The issue of police brutality and how we talk to our children about it is the story they're focused on telling, and they do it in several different ways. They show parents, Rainbow as the devil's advocate who's still holding on to hope while Dre is all but ready to give up. They show grandparents as being tired of the same thing happening and expecting different results. They show children and grandchildren, trying to see both sides of the debate by understanding the details. The laughs always come second, or, as creator Kenya Barris told Entertainment Weekly, “We really tried to make sure we gave ourselves enough balance to still get the point across, but, at the same time, give people an entry point where they felt like they could get into it and not be bummed out the whole time.”

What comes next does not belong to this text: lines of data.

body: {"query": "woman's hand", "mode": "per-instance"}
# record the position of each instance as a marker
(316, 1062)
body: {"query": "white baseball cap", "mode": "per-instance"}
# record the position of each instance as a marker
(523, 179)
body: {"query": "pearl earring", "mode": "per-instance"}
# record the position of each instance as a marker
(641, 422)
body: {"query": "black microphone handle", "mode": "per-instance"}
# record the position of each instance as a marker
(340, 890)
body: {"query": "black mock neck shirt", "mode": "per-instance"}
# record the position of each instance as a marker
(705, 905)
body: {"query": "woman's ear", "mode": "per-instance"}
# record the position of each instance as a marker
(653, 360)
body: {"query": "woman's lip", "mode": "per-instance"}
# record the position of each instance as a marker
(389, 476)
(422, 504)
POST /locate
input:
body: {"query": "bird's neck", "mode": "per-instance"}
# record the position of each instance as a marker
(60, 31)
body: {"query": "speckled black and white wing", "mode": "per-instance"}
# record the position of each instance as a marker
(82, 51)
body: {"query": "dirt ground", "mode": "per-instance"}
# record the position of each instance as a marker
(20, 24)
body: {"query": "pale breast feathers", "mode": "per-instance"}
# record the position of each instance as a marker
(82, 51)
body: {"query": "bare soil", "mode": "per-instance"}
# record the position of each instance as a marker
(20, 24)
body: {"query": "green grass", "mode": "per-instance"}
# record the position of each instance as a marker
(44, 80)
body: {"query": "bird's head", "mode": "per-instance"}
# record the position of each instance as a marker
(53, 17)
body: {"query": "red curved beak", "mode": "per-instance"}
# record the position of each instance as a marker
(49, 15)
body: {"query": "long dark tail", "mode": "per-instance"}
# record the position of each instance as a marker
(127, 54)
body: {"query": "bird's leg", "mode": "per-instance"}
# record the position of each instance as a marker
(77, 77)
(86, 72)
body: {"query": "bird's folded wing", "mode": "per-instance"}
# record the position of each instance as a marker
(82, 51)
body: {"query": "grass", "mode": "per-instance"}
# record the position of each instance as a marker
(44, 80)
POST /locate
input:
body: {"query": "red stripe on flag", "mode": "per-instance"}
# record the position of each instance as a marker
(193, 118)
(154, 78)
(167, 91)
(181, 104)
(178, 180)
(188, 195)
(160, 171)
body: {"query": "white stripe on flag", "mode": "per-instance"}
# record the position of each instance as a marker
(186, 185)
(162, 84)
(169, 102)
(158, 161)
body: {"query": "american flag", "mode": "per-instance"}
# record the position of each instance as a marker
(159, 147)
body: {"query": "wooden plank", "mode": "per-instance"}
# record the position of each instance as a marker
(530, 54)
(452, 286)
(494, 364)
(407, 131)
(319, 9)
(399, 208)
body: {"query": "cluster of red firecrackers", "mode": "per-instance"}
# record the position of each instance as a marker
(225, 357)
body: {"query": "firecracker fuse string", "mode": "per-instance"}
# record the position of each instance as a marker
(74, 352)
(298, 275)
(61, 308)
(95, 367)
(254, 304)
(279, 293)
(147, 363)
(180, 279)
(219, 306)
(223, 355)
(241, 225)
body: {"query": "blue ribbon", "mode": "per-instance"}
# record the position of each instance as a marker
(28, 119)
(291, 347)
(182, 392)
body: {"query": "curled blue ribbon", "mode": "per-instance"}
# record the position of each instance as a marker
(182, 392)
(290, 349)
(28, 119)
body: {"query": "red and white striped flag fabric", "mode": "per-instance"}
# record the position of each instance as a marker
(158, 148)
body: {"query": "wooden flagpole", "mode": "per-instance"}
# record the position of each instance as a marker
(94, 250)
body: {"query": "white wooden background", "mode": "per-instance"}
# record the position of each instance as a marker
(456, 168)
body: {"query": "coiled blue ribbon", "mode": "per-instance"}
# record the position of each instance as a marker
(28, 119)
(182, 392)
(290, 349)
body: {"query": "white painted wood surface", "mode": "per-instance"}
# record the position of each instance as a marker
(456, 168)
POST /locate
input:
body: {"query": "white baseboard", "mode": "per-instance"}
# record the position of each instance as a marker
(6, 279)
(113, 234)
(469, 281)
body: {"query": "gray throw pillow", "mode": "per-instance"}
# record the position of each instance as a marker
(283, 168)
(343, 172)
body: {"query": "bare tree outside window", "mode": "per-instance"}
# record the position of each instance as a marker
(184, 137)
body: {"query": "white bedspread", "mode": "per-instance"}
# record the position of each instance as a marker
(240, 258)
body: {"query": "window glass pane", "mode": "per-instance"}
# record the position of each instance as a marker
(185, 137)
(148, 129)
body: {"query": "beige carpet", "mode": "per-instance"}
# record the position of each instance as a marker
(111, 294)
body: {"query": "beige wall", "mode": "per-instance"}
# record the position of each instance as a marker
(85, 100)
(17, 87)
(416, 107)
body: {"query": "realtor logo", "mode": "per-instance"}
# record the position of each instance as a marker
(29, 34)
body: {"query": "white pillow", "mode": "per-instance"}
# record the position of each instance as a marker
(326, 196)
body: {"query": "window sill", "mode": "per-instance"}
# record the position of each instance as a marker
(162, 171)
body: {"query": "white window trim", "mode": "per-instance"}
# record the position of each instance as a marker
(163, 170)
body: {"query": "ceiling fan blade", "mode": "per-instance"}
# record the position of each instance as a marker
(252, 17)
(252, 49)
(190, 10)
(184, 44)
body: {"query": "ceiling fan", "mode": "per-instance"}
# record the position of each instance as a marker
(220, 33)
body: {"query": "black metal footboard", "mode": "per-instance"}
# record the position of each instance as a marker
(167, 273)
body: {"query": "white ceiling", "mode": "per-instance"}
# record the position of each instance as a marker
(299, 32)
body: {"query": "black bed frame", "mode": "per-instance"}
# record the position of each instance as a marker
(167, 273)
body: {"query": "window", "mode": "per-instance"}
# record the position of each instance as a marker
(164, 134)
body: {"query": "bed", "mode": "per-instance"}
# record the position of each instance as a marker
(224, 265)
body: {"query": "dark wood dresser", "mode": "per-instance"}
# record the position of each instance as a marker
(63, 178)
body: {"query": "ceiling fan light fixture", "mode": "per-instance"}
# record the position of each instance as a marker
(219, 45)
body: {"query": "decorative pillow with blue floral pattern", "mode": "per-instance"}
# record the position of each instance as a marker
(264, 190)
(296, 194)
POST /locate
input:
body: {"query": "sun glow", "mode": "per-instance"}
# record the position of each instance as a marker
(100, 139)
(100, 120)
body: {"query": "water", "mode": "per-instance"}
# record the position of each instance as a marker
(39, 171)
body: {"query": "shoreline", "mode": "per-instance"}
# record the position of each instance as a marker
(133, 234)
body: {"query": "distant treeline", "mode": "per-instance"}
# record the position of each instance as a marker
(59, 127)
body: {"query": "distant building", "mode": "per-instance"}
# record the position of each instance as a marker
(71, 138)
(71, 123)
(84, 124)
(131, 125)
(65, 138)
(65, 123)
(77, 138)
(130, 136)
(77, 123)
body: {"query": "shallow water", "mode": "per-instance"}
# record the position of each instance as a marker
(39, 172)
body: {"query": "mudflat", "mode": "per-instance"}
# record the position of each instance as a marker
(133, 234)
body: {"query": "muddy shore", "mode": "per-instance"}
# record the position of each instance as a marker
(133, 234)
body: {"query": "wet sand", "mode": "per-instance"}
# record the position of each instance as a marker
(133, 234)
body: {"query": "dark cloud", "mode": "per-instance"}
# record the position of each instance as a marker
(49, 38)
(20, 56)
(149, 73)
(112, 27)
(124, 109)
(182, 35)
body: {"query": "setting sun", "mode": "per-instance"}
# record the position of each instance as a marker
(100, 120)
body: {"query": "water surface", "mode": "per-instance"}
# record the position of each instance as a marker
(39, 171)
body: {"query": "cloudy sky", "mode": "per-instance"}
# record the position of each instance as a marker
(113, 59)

With this episode, Barris lets us know it's okay to laugh, but we can't laugh these issues away. Police brutality is never the joke in this episode, because that will never be funny, but the way we react to it can be. And maybe, if we can find this humor in something that seems so dark, we can try and find common ground.

It's clear from this episode that the writers know police brutality is a topic that won't be solved at the end of an episode. They never wrapped it up in nice, neat bow. Instead, they tried to tackle the topic in a thoughtful, well-informed, and delicate way. And, in the end, they crafted an episode like this, an episode which can do a lot of good when it comes to starting a conversation. A new conversation, one that tries to understand both sides of this complex issue. In the end, the Johnsons aren't the only ones talking about police brutality, and it's really that which makes this episode a very special one.